US conceding to Iraqi Islamists
If agreed by Monday's parliamentary deadline, it would appear to be a major concession to Islamist leaders from the Shia Muslim majority and sit uneasily with US insistence on the primacy of democracy and human rights in the new Iraq.
US diplomats, who have been shepherding the process closely, declined immediate comment and at least one secular Kurdish politician said Kurds would try to block such a deal.
But an official from one of the main Shia Islamist parties and a leading Sunni Arab negotiator said agreement had been reached, reversing an understanding reached earlier in the recent talks that Islam would simply be "a main source" of law.

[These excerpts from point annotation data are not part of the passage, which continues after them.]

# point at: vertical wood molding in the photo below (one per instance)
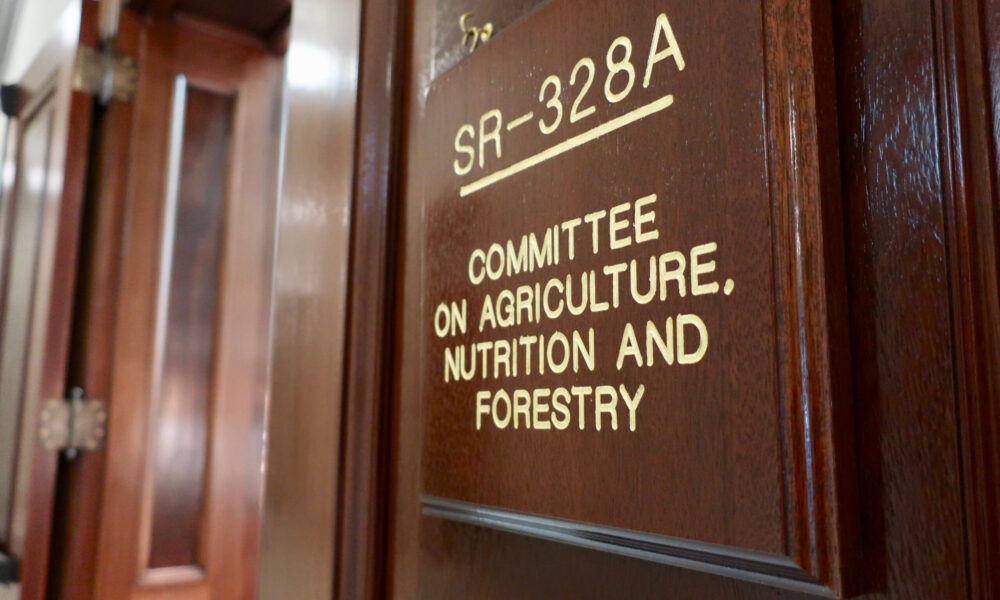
(360, 552)
(310, 311)
(969, 187)
(820, 485)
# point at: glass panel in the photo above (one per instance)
(186, 327)
(17, 294)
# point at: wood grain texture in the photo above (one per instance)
(899, 273)
(259, 18)
(360, 551)
(186, 363)
(49, 80)
(749, 453)
(969, 183)
(230, 521)
(311, 279)
(79, 499)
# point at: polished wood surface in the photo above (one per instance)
(314, 233)
(360, 554)
(185, 369)
(47, 86)
(228, 534)
(918, 223)
(731, 462)
(263, 19)
(80, 495)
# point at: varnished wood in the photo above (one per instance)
(49, 80)
(78, 504)
(919, 259)
(228, 536)
(969, 184)
(183, 388)
(304, 447)
(260, 18)
(360, 550)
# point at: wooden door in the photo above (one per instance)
(39, 228)
(776, 373)
(188, 374)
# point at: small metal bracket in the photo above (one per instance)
(105, 74)
(73, 425)
(472, 36)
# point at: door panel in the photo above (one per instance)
(44, 201)
(898, 94)
(183, 480)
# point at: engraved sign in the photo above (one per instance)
(609, 295)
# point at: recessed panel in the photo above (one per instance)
(187, 328)
(607, 312)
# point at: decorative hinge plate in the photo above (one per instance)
(106, 75)
(73, 425)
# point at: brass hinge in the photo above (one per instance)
(106, 75)
(73, 425)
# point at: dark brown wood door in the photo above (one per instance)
(39, 226)
(187, 376)
(696, 300)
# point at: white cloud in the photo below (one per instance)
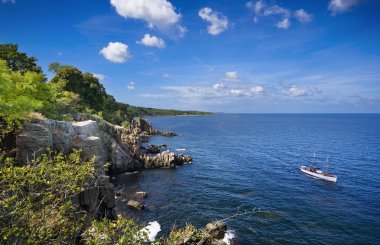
(277, 10)
(296, 92)
(152, 41)
(283, 24)
(116, 52)
(257, 90)
(131, 86)
(157, 13)
(231, 75)
(302, 16)
(256, 8)
(340, 6)
(218, 86)
(260, 8)
(101, 77)
(218, 22)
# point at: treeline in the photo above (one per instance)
(24, 88)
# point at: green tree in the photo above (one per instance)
(18, 61)
(20, 94)
(54, 67)
(91, 92)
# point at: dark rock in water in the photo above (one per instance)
(135, 204)
(153, 149)
(165, 159)
(216, 229)
(141, 194)
(168, 134)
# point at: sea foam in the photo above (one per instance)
(228, 237)
(151, 230)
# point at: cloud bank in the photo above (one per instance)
(115, 52)
(159, 14)
(261, 8)
(152, 41)
(218, 22)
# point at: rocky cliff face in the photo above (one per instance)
(98, 140)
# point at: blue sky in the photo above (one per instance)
(221, 56)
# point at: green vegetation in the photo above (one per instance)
(18, 61)
(20, 93)
(39, 201)
(23, 89)
(37, 204)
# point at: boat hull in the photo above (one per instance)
(305, 170)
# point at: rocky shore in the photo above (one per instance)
(115, 150)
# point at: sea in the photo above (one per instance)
(246, 172)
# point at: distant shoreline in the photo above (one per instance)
(189, 115)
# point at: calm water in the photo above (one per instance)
(252, 161)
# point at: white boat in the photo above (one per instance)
(312, 171)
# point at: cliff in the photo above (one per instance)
(101, 141)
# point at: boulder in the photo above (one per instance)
(168, 134)
(216, 229)
(33, 140)
(153, 149)
(165, 159)
(88, 128)
(141, 194)
(62, 133)
(135, 204)
(92, 148)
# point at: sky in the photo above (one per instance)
(230, 56)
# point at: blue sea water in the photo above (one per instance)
(252, 161)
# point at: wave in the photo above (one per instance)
(151, 230)
(228, 237)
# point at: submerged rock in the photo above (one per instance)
(165, 159)
(141, 194)
(135, 204)
(168, 134)
(216, 229)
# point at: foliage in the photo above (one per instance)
(36, 204)
(122, 231)
(95, 100)
(20, 93)
(18, 61)
(186, 235)
(54, 67)
(61, 103)
(125, 124)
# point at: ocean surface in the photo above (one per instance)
(251, 162)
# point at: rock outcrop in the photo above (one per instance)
(101, 141)
(165, 159)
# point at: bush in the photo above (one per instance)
(37, 200)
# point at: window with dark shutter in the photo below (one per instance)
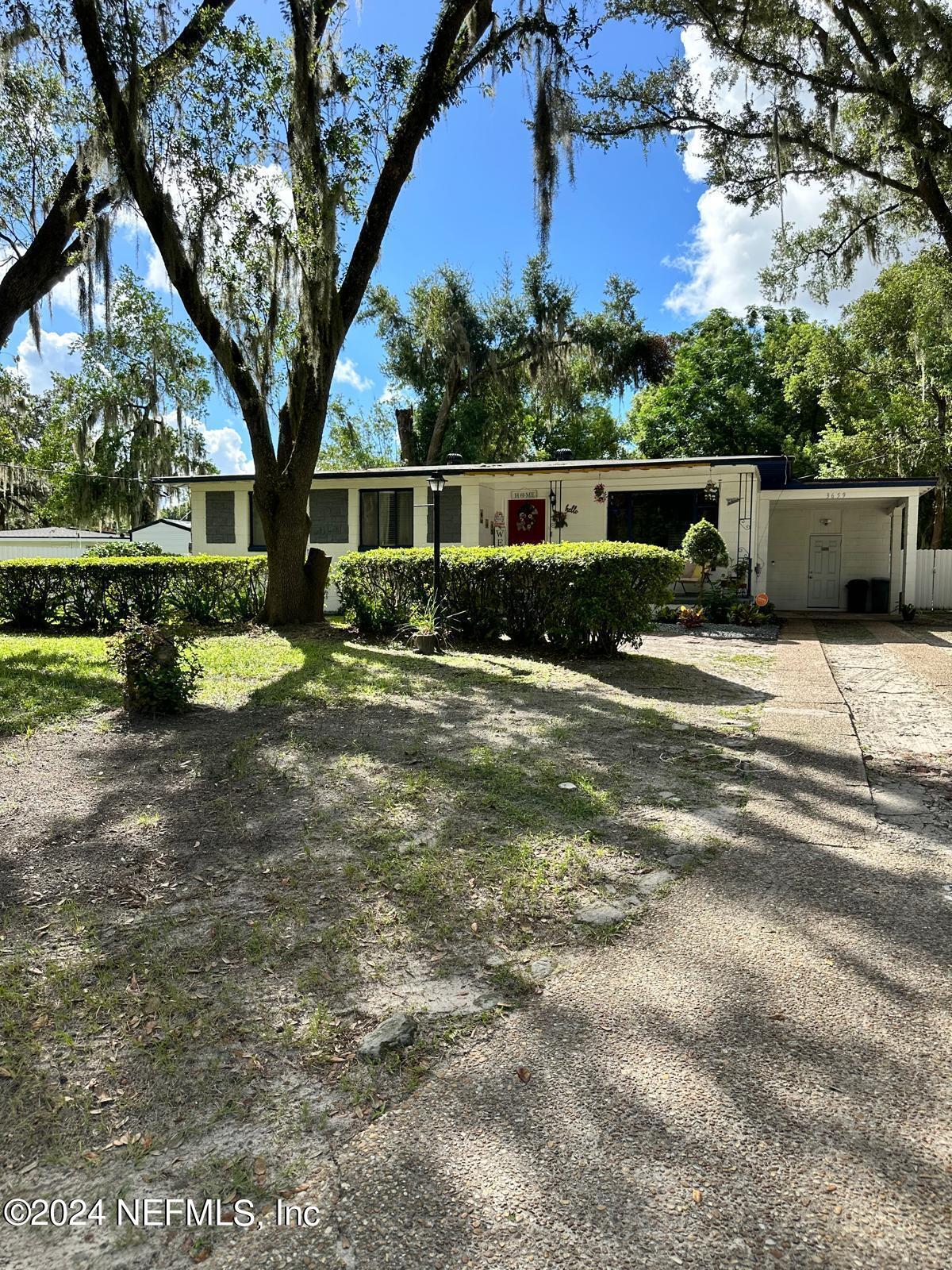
(220, 516)
(257, 543)
(451, 516)
(386, 518)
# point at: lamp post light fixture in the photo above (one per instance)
(437, 482)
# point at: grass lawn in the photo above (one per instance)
(203, 916)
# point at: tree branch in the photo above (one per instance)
(159, 215)
(46, 260)
(429, 94)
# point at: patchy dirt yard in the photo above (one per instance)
(202, 918)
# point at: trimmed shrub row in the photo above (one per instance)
(581, 597)
(102, 595)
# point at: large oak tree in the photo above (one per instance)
(271, 209)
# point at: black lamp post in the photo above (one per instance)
(436, 482)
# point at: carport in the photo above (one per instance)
(819, 537)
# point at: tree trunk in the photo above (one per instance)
(298, 575)
(939, 512)
(405, 432)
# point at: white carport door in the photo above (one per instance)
(823, 583)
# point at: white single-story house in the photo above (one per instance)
(173, 537)
(803, 541)
(52, 543)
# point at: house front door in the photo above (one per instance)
(527, 521)
(823, 582)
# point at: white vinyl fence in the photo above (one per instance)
(933, 579)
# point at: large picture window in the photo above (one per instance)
(660, 518)
(386, 518)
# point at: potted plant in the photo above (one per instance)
(424, 626)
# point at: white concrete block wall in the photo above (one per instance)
(173, 539)
(46, 549)
(488, 495)
(865, 527)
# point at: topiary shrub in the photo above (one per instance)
(702, 545)
(579, 597)
(159, 668)
(102, 595)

Parliament would not be able to pass legislation that contradicted the principles of Islam, several negotiators told Reuters. One Shia official said that a constitutional court would decide whether laws conformed to Islamic faith.
But Sunni negotiator Saleh al-Mutlak said that, at the insistence of US ambassador Zalmay Khalilzad, the constitution would also contain language stating that the "principles of democracy" would be respected.
Khalilzad, who said this month there would be "no compromise" on equal rights for women and minorities, helped draft a constitution in his native Afghanistan which declared it an "Islamic Republic" in which no law could contradict Muslim principles.
It also, however, contained language establishing equal rights for women and protecting religious minorities.
Other Arab states, including secularly ruled Egypt, have similar phrasing in their constitutions, alloting a special role for Islam in the law.
Meanwhile, US President George W. Bush, besieged at his Texas ranch by relatives of US soldiers killed in Iraq, said yesterday that the best way to honour fallen troops was to win the war on terrorism.
"We must finish the task that our troops have given their lives for and honour their sacrifice by completing their mission," the president said in his weekly radio address from his Prairie Chapel property near this tiny town.
"They know that if we do not confront these evil men abroad, we will have to face them one day in our own cities and streets, and they know that the safety and security of every American is at stake in this war, and they know we will prevail," said Bush, who was here on a five-week vacation from Washington.